|ZFIN ID: ZDB-PUB-150204-8|
miR-216a regulates snx5, a novel notch signaling pathway component, during zebrafish retinal development
Olena, A.F., Rao, M.B., Thatcher, E.J., Wu, S.Y., Patton, J.G.
|Source:||Developmental Biology 400(1): 72-81 (Journal)|
|Registered Authors:||Patton, James G., Thatcher, Elizabeth, Wu, Shu-Yu (Simon)|
|Keywords:||Microrna, Mir-216a, Notch signaling, Retina, Sorting nexin 5, Zebrafish|
|PubMed:||25645681 Full text @ Dev. Biol.|
Olena, A.F., Rao, M.B., Thatcher, E.J., Wu, S.Y., Patton, J.G. (2015) miR-216a regulates snx5, a novel notch signaling pathway component, during zebrafish retinal development. Developmental Biology. 400(1):72-81.

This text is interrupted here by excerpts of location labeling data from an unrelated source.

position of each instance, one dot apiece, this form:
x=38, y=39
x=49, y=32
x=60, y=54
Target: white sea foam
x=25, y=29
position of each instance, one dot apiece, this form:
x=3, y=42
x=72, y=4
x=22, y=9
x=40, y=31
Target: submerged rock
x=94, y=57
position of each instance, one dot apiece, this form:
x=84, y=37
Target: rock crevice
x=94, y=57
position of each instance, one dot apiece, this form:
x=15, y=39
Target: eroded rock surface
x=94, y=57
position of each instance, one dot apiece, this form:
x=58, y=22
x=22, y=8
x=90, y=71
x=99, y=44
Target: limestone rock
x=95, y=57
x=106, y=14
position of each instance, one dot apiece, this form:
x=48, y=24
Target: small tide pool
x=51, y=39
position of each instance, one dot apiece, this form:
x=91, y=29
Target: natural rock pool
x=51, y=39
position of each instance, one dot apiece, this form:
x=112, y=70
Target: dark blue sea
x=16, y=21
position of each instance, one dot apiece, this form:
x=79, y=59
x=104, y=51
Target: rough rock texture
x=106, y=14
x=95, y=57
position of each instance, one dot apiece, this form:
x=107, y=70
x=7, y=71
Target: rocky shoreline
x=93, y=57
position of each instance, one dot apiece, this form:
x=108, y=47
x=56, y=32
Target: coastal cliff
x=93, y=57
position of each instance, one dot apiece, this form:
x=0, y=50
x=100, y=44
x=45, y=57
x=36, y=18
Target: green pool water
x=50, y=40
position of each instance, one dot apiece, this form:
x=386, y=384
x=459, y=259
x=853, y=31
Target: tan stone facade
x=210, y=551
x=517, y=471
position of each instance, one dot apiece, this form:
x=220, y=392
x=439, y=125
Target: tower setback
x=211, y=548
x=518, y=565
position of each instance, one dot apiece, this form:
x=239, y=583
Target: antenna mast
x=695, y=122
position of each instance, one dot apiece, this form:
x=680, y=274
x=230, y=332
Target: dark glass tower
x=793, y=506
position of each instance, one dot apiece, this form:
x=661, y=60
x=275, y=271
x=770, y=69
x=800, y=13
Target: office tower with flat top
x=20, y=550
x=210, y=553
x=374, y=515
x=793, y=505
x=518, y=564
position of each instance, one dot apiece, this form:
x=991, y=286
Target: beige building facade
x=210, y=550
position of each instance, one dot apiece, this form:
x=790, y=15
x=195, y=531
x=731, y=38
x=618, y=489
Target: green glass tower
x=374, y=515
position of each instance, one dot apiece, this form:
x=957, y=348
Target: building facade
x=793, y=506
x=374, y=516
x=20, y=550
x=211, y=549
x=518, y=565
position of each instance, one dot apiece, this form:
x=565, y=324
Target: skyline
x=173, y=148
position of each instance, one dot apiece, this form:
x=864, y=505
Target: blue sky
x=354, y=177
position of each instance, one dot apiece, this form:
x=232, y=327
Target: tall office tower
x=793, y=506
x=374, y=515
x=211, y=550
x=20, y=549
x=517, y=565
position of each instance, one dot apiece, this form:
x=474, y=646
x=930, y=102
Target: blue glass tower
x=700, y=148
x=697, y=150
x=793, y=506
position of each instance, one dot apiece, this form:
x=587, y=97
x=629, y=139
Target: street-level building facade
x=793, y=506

ABSTRACTPrecise regulation of Notch signaling is essential for normal vertebrate development. Mind bomb (Mib) is a ubiquitin ligase that is required for activation of Notch by Notch's ligand, Delta. Sorting Nexin 5 (SNX5) co-localizes with Mib and Delta complexes and has been shown to directly bind to Mib. We show that microRNA-216a (miR-216a) is expressed in the retina during early development and regulates snx5 to precisely regulate Notch signaling. miR-216a and snx5 have complementary expression patterns. Knocking down miR-216a and/or overexpression of snx5 resulted in increased Notch activation. Conversely, knocking down snx5 and/or miR-216a overexpression caused a decrease in Notch activation. We propose a model in which SNX5, precisely controlled by miR-216a, is a vital partner of Mib in promoting endocytosis of Delta and subsequent activation of Notch signaling.